Rwanda has become the first African country to provide universal eye care to all of its 12 million citizens, through a partnership between the government and the UK charity organization, Vision for a Nation (VFAN).

Specialist nurses in Rwanda have visited about 15,000 villages as part of a life-changing project.

More than 3,000 eye care nurses based in 502 local health centers have been trained by the government and VFAN, prescribing glasses and referring those with serious eye problems to national clinics.

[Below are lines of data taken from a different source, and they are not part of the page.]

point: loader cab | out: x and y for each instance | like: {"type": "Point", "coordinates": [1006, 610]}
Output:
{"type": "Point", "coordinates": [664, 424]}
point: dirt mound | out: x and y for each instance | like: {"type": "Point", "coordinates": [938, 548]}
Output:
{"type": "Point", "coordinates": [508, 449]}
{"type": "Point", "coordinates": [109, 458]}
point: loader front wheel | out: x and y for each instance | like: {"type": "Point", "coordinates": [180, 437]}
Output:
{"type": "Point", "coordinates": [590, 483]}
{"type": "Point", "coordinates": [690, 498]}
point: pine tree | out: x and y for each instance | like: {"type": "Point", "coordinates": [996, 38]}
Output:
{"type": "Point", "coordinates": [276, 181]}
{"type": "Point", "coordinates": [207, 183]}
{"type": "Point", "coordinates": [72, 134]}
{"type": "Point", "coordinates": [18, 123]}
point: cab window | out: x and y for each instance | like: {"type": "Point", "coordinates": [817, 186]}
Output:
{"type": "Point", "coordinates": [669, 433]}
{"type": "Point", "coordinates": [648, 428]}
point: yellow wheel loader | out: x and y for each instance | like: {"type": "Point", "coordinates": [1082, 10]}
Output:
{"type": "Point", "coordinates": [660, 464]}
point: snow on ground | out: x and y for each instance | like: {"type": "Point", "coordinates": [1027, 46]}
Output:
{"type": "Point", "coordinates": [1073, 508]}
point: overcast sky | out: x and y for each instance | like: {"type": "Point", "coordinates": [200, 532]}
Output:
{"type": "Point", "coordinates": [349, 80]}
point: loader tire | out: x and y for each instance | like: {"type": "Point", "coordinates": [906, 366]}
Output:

This goes in line with Rwanda’s VISION 2020 initiative, signed in 2002, which aims to eliminate preventable blindness.

Untreated sight conditions, especially in rural areas, trap families in a cycle of poverty. These populations represent the majority of workers in the coffee bean sorting industry, which is a major source of income for Rwanda. It is thus an important issue to tackle, and a major step toward preventing blindness.

According to Dr Jennifer Yip, from the London School of Hygiene and Tropical Medicine, “34% of the population in Rwanda could benefit from some form of eye care. This ranges from very minor symptoms [to] those requiring life-changing surgery.”

Rwanda’s minister of health, Diane Gashumba, said: “Rwanda is leading the way in Africa by providing all its people with affordable eye care. This has been made possible by the great collaboration between the government of Rwanda and Vision for a Nation. The impact of this initiative has been enormous.”